The president’s gambit worked. Alice Roosevelt was the number one story on the Taft diplomatic junket to the Far East. Alice stole the show so completely that even history has been fooled. Even if the true purpose of the mission had leaked it is doubtful that it would have moved the president’s daughter off the front pages. She jumped fully clothed into the ship’s swimming pool, talked Hawaiian hula dancers into doing their real, more erotic, version of the dance, and smoked quaint pipes of Japanese tobacco. When she became bored at Philippine banquets she furtively created paths of food, luring the insidious ants to the leg of the banquet table which was soon swarming with the invaders.
Her encounter with the Empress Dowager of China was as frightening and colorful as a scene out of an Indiana Jones movie. Apparently growing jealous of her own interpreter’s ability to talk freely to her famous guest and perhaps sensing in Alice another strong woman, the Empress ordered her interpreter to prostrate himself on the pain of death and to keep his forehead touching the ground throughout the audience.
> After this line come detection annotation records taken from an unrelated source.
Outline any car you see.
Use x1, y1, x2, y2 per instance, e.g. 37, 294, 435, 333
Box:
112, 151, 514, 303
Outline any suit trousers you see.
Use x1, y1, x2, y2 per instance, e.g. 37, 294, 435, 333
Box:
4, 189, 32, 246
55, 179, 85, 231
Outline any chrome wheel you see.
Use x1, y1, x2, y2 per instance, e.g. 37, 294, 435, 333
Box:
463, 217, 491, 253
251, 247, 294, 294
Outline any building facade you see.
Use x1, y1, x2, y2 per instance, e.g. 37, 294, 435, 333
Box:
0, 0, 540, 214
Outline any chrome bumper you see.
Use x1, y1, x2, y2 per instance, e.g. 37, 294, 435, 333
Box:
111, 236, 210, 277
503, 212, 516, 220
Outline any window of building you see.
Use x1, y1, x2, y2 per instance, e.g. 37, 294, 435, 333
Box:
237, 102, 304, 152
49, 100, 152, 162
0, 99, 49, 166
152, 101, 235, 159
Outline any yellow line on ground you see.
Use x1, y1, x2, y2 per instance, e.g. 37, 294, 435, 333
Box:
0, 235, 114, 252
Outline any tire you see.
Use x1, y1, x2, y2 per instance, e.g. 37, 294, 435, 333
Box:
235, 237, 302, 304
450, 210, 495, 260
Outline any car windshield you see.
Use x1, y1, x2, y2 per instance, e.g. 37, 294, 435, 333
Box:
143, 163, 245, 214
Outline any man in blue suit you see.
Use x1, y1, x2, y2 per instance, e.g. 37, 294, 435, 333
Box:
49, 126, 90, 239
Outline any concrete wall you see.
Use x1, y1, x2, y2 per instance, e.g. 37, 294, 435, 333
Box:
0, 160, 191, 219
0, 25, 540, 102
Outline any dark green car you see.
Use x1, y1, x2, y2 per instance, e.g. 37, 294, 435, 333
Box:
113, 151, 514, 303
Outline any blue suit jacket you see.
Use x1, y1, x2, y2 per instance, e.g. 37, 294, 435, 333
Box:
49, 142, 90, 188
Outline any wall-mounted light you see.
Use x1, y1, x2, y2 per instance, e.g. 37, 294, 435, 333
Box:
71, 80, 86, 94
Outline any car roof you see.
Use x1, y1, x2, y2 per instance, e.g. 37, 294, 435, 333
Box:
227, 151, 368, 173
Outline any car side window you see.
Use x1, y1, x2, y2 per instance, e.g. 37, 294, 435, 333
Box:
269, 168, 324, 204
Alice was duly impressed and amused.
There was another reason the president wanted his daughter onboard the ship to the Philippines. He wanted to give her a “breathing spell,” a chance to get away from the young men besieging the White House. It was an idea reminiscent of President and Mrs. Grant who thirty years before had sent daughter Nellie to Europe lest she fall for one of her Washington suitors and marry too young. And it would have the same result.
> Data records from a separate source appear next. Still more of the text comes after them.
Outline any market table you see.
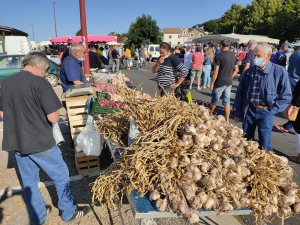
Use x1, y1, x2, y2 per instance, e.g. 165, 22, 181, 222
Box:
107, 140, 264, 225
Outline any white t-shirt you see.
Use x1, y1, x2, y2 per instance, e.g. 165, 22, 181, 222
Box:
184, 52, 193, 70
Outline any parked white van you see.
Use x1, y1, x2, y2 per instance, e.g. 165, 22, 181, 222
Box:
147, 45, 160, 60
4, 36, 32, 55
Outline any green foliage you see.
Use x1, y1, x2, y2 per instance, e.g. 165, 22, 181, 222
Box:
203, 19, 219, 34
219, 4, 243, 34
127, 14, 161, 46
76, 28, 81, 36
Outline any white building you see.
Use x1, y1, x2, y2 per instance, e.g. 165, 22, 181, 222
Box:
163, 28, 188, 47
163, 26, 208, 47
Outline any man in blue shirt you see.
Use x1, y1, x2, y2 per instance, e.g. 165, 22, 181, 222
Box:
274, 43, 300, 133
60, 42, 87, 92
233, 43, 292, 151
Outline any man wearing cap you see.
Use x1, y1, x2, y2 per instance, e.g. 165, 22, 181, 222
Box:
271, 43, 289, 68
274, 43, 300, 132
233, 43, 292, 151
183, 46, 193, 80
241, 40, 257, 75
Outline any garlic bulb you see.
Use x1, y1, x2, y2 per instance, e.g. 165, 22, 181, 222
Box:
149, 189, 160, 201
203, 197, 215, 210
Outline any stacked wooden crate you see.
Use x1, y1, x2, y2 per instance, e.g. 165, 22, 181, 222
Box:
62, 95, 100, 174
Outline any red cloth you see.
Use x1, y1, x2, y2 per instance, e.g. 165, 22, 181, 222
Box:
192, 52, 204, 69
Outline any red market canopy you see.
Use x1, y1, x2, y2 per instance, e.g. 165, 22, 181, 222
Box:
50, 34, 117, 44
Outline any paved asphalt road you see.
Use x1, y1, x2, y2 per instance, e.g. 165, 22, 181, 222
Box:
0, 63, 300, 225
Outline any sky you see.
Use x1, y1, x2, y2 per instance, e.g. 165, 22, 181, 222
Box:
0, 0, 252, 42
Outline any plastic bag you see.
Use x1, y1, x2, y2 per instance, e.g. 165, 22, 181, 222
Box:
76, 115, 103, 156
52, 123, 65, 144
128, 116, 141, 146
Thirty-five-year-old Ohio Congressman Nicholas Longworth had been one of the many Washington men pursuing Alice. He was older, bald, but rich and a saucy raconteur. As a member of the Foreign Affairs Committee he wrangled a place on the Taft Philippines junket, giving him the chance to pursue Alice without competition. And Alice, restless as she was, fearful of even a moment of boredom, eventually found time on the long cruise for Nick Longworth. By the time the mission returned to America the romance was on.
Before the trip was over, Alice Roosevelt had successfully exported her brand to the world. So pressing were the crowds and so elaborate the growing entourage trailing her that falling behind Alice could mean getting shut out of the party altogether. Mrs. Taft, wife of the Secretary of War and a future First Lady had to talk her way back into a hotel by saying her husband was traveling with Miss Roosevelt!
It had long ceased being a diplomatic mission led by an American cabinet member. It was now the Alice Lee Roosevelt road show. A touring German prince gave her a bracelet, a South Pacific native king proposed that she join his harem and everywhere she went she was feted and presented with beautiful gifts. Teasing relatives and friends back home referred to her as “Alice in plunderland.”